Hij had gelijk. Mijn tandarts legde al borend de uiteinden van de zenuwen linksonder bloot en leidde uit de walm af dat die hun beste tijd hadden gehad. Hij ging iets doen dat in mijn verbeelding op peuteren moest lijken. Hij peuterde de kanaaltjes schoon, op één na, want dat bleek onvindbaar. Ik begreep ineens waarom wij ooit onze jaargenoten die tandheelkunde studeerden, aanduidden met tandenpeuteraars. Het gemiste kanaaltje, ik droom er nog wel eens van.


Om een lang verhaal kort te maken: de kanaaltjes werden een paar weken later dichtgestopt, zand erover en gaan met die banaan. Nadat ik hersteld was van de behandeling constateerde ik dat de pijn niet was verdwenen.

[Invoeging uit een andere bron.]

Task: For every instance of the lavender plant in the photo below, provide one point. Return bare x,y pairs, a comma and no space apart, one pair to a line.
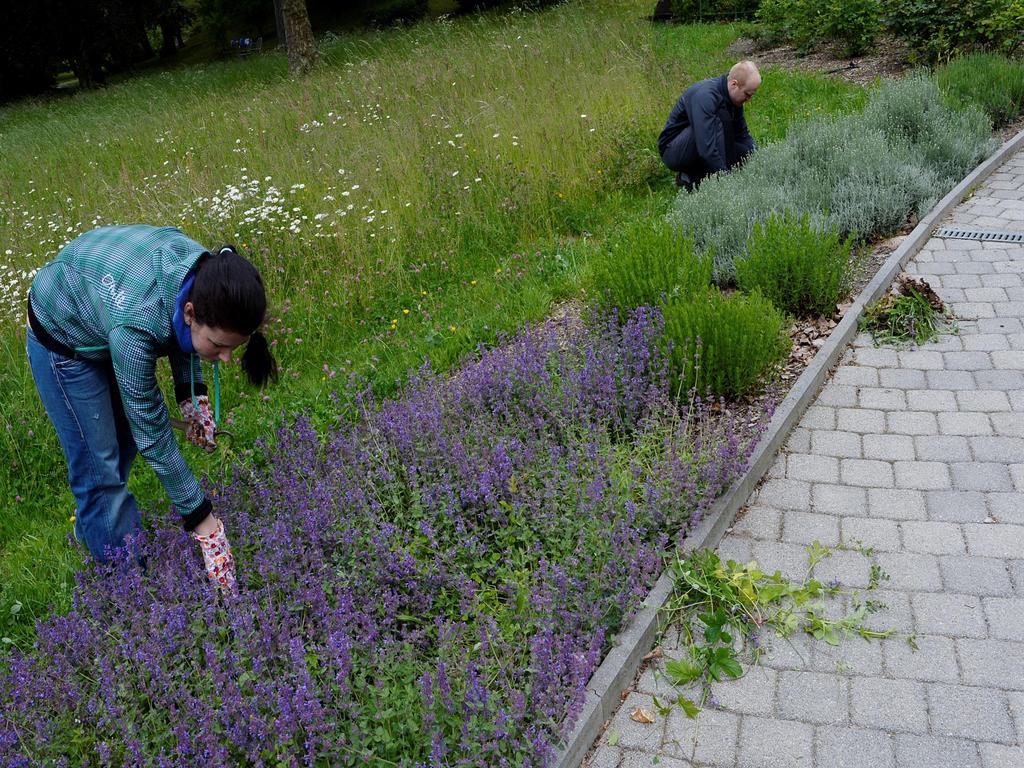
430,583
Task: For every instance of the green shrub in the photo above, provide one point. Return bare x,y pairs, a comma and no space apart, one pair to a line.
800,268
646,262
713,10
866,173
855,24
938,30
629,159
990,82
723,344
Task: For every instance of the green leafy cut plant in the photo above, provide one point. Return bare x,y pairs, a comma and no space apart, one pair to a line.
801,268
725,344
646,262
912,312
724,608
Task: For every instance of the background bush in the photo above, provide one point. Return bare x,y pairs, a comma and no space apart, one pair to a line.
992,83
800,268
723,344
867,173
645,262
938,30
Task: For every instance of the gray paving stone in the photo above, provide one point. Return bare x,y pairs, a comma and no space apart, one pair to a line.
853,748
876,357
898,378
998,379
976,576
861,420
812,468
995,540
791,559
1007,507
910,422
896,504
863,531
889,446
813,697
933,660
644,759
970,712
1000,756
967,424
754,693
832,442
922,360
759,522
806,527
799,440
631,733
839,500
883,399
923,475
1000,450
955,380
604,757
784,494
711,738
980,476
956,506
942,449
949,614
935,752
853,656
910,571
1006,617
931,399
893,705
838,395
968,360
858,375
933,538
996,664
775,743
866,473
1008,423
986,342
983,400
818,417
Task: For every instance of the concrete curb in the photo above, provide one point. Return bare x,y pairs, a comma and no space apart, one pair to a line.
621,665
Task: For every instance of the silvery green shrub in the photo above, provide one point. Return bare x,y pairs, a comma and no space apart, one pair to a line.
646,261
863,174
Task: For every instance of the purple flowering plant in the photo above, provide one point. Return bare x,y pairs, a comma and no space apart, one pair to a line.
431,582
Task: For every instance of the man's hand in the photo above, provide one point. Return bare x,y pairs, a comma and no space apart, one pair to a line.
201,429
216,552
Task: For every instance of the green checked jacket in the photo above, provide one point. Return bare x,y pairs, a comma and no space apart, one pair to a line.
110,294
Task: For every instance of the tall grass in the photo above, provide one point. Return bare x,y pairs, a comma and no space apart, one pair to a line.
422,192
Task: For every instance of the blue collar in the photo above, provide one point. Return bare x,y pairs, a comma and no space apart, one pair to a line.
181,330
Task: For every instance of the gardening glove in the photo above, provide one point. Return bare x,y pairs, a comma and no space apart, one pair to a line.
217,557
201,427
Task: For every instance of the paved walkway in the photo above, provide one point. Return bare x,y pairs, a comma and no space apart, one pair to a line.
919,454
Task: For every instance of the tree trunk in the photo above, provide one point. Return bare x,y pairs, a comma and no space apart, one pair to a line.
299,36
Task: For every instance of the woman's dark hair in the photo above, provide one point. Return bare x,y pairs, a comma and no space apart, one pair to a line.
227,293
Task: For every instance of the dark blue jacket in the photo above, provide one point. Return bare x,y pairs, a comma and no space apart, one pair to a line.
719,128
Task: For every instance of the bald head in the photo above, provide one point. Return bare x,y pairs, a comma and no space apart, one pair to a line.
743,81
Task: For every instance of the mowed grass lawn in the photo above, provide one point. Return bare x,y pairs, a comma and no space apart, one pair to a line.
423,192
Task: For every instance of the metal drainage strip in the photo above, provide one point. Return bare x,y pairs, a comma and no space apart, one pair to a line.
992,236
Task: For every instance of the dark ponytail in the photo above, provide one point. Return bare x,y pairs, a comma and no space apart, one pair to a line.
227,293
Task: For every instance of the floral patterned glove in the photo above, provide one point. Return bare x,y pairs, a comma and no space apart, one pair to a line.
217,557
201,428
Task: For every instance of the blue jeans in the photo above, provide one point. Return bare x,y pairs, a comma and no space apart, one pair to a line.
83,401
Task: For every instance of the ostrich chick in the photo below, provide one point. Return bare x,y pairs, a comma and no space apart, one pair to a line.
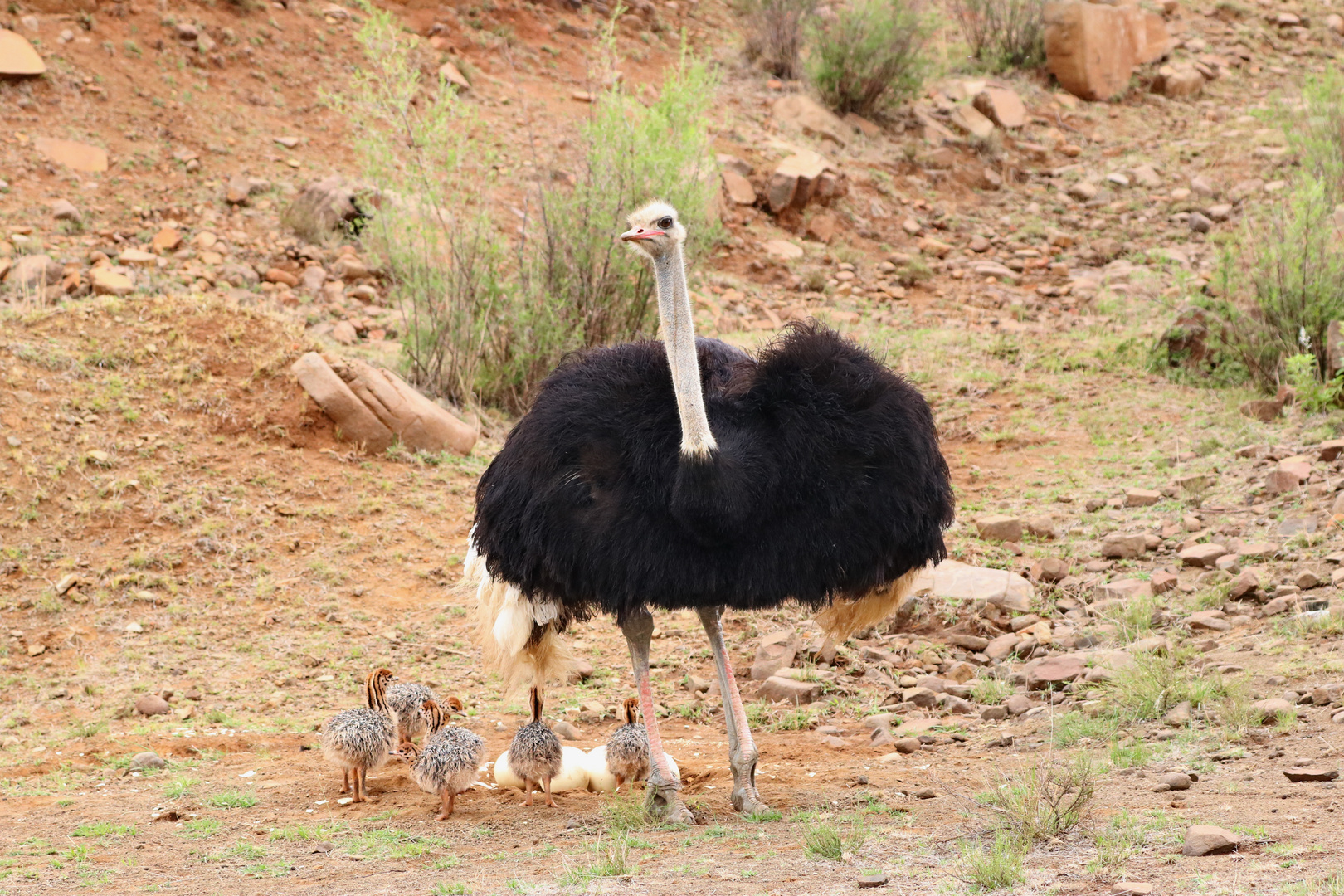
535,754
359,740
628,748
405,700
449,761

Dus werd het vraagstuk naar een hoger niveau getild: de kaakchirurg. Die kan dieper graven.


Nu ging het echt gebeuren: een apex-resectie. De dienstdoende chirurg was een invaller die vrolijk beitelend en borend aan zijn collega’s vertelde dat hij dit geintje duizenden keren aan de hand had gehad. Terloops richtte hij zich tot mij met de boodschap dat het niet zeker was of dit gebeitel ging helpen. Ik knikte dankbaar.


Twee dagen later zat ik thuis met een enorm abces in mijn kaak waar zelfs de tandarts van opkeek. Terug naar de kaakchirurg die het riool leeg liet lopen en een drain inbracht. Toen het allemaal weer een beetje tot rust was gekomen stelde ik vast dat het linksonder nog steeds niet pluis was. Een laatste reddingspoging: opnieuw een apex-resectie. Die verliep zonder verdere complicaties maar leverde ook geen verbetering op. De pijn bleef. Ik liet het erbij en leerde over rechts te malen en te smullen.


Geruime tijd later ontdekte ik met mijn tong een scherpe ongerechtigheid aan de horrorkies linksonder (een na de laatste). Toch maar even naar laten kijken. Het probleem was snel vastgesteld. De kies was in twee stukken uiteengevallen. Die moest er dus uit. Daar was eindelijk de tang. De verlossende tang. Niet eens meer een doodstraf. Het geval was al morsdood. Het was het lijkgif dat me had gepijnigd.


Linksonder zit nu een flinke opening waardoor het kauwen soms wat minder effectief gaat. Maar het gaat en het gaat zonder pijn. Het lijkt me waarschijnlijk dat de symmetrie in de onderkaak binnenkort wordt hersteld. Rechtsonder zijn intussen de zenuwkanaaltjes gereinigd (was hard nodig volgens de tandarts, maar je komt er als buitenstaander zo moeilijk bij) en is de zaak nu afgedicht met een noodvulling. De pijn is er nog. Straks gaan de kanaaltjes dicht en komt er weer een echte vulling. Daar wacht ik nog even op. Maar ik heb St. Apollonia al beloofd dat er geen kaakchirurg meer gaat komen. Als de zaak blijft doorzieken, rest slechts de doodstraf door de tang.



Espunt, 7 mei 2013

P.S. Dat kleinood is intussen ook aan Appolonia meegegeven. Het begin van mijn tweede jeugd.